Following propensity score matching, all standardized mean differences (SMDs) were below 0.1, confirming that baseline characteristics were well balanced between the tapentadol and oxycodone groups (Table 1, Supplementary Figure 1). The average age of patients was similar in both groups—62.3 years (SD 17.0) in the tapentadol group and 61.9 years (SD 17.9) in the oxycodone group. Males accounted for 43% of the tapentadol group and 45% of the oxycodone group. Both groups had a mean Charlson Comorbidity Index score of 1.3 (SD 2.1).

Comparable proportions of patients underwent major surgeries, including coronary artery bypass grafting (9.9% vs 7.7%), hip or knee replacements (6.5% vs 6.9%), and spinal procedures (5.6% vs 5.4%). Prior opioid use was also similar, reported in 40.3% of tapentadol patients and 39% of oxycodone patients. Laxatives were administered to 60.4% in the tapentadol group and 56.3% in the oxycodone group. Median daily opioid dosage (in MMEs) was slightly higher among patients receiving tapentadol: 27.9 mg (range 0.2–392) vs 24.5 mg (range 0.1–270) in the oxycodone group.

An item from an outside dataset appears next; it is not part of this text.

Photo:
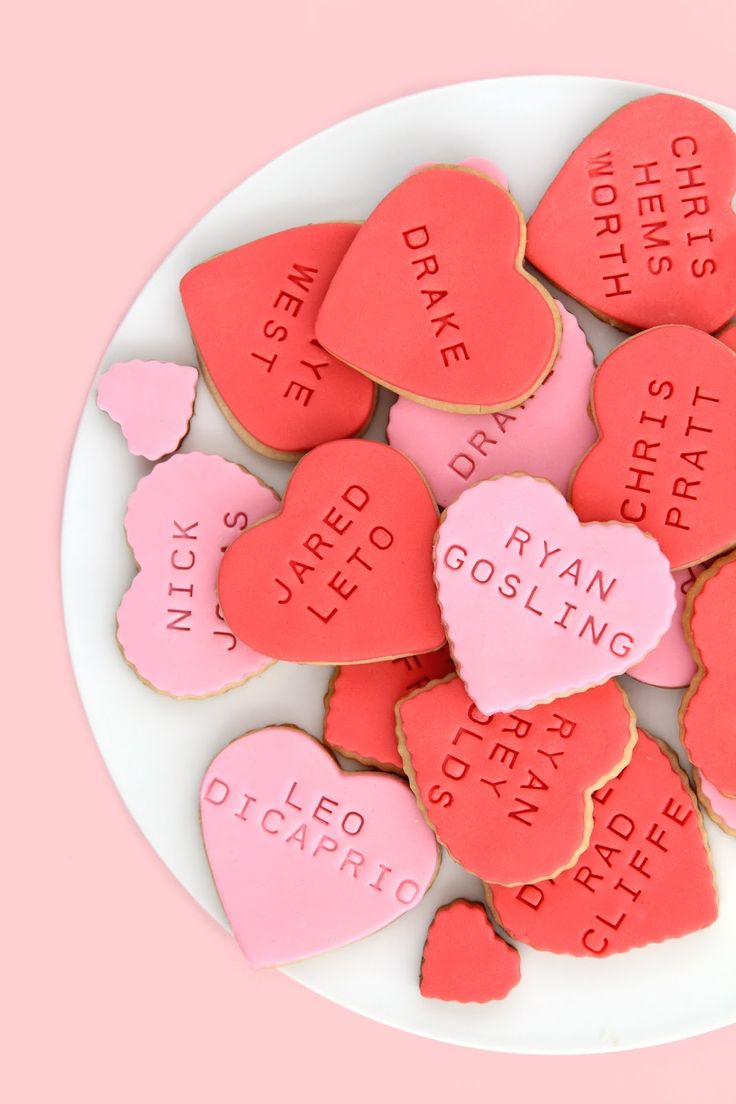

Adverse Events and Secondary Outcomes

As shown in Table 2, the overall incidence of ORADEs did not differ significantly between the two matched groups: 14.4% (220/1,530) in the tapentadol group vs 12.6% (349/2,775) in the oxycodone group (P = 0.100; 95% CI −0.35% to 3.95%). No adverse event category showed lower rates with tapentadol, including gastrointestinal events, which occurred at similar frequencies in both groups.

However, delirium was significantly more common among tapentadol users (2.7% vs 1.3%, P = 0.003), as were cardiac arrhythmias (3.4% vs 2.2%, P = 0.029). The median hospital stay was also longer for patients given tapentadol (5 days [range 1–201] vs 4 days [range 1–226], P < 0.001). There were no significant differences in 28-day readmission rates (P = 0.089).

Sensitivity Analysis: Immediate-Release Formulations Tapentadol Online

To control for the influence of extended-release formulations, a sensitivity analysis was performed using only patients treated with immediate-release (IR) versions of tapentadol or oxycodone. After matching, 652 patients in the tapentadol IR group were compared with 1,272 patients in the oxycodone IR group. Post-matching SMDs were again below 0.1, confirming well-balanced groups (Supplementary Table 5, Supplementary Figure 2).

Results revealed that total ORADEs were higher in the tapentadol IR group: 16% vs 11.5% (P = 0.006; 95% CI 1.18–7.82%). This difference was mainly driven by a greater incidence of central nervous system (CNS) adverse events: 4.4% vs 1.8% (P = 0.002).

Discussion

This large-scale real-world analysis found no overall reduction in opioid-related adverse events among surgical inpatients treated with tapentadol compared to oxycodone. Rates of gastrointestinal adverse effects were comparable between groups, which aligns with findings from a 2021 cohort study of orthopedic patients that reported no difference in GI adverse events between the two drugs.

However, these results contrast with a 2020 meta-analysis of randomized controlled trials (RCTs) suggesting a better safety profile for tapentadol. One possible reason for this discrepancy is that laxatives were routinely co-administered in both real-world studies—including the present one—while in the RCTs, laxatives were not part of the protocol. Therefore, the gastrointestinal tolerability advantage observed in controlled trial settings may not be clinically relevant when supportive care such as laxatives is standard.